In the meantime, Ether (ETH), the second-largest cryptocurrency by market cap, is trading down 4.2% at $177.23.

XRP, the third top cryptocurrency by market cap, has dropped 5.25% on the day to trade at 0.249 at the time of writing.

Total market capitalization amounts to $223 billion as of press time, as recorded by CoinMarketCap.

Is Crypto Winter Coming Back?

Cryptocurrency analyst Cole Garner recently spoke about how miners might be capitulating. And, if you look at it, the Bitcoin Hash Ribbons (an indicator tracking the health of the network’s hash rate) saw a bearish crossover, with the short-term moving average crossing below a long-term one, signaling that miners have stopped expanding their farms. He tweeted:

https://twitter.com/ColeGarnerBTC/status/1196607463593635840

The thing is, says Garner, the bearish crossover of the hash ribbons in 2016 “kicked off an immediate 30% drop.” A 30% drop from current price levels would put Bitcoin in the $5,700 range. And, that is pretty much it folks. This means the last chance to buy BTC at low prices as these. Garner noted that if the capitulation snowballs far enough, the cryptocurrency market will provide investors that stick around with a “generational buying opportunity.”

But let’s turn to the reasons why Bitcoin (and the rest of the gang) might be falling. Some media refer to Google‘s last partnership with financial institutions where the company introduced a new project, code-named “Cache,” that offers checking accounts to Google Pay customers. This means the company is entering into the digital finance arena, after Apple, Amazon and Facebook. However, cache doesn’t seem like an option to us (more like a paid reason).

The truth is, the halvening is coming and it might have not such enormous price gains.
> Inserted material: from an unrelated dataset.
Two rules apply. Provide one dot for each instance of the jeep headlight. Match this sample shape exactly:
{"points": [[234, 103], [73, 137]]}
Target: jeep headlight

Cryptocurrency market analyst Willy Woo said that the Bitcoin price might not experience another massive price rally this time around.

Since the BTC price fell from its yearly high of $14,000 to just $8,100, Lee explains this move has pushed a lot of weaker miners to the sidelines. And yes, miners are on the verge of capitulation if you think that the block reward will be reduced from 12.5 BTC to 6.25 BTC so, yes, it’s easy to say we can expect another huge hash drop (around 60%).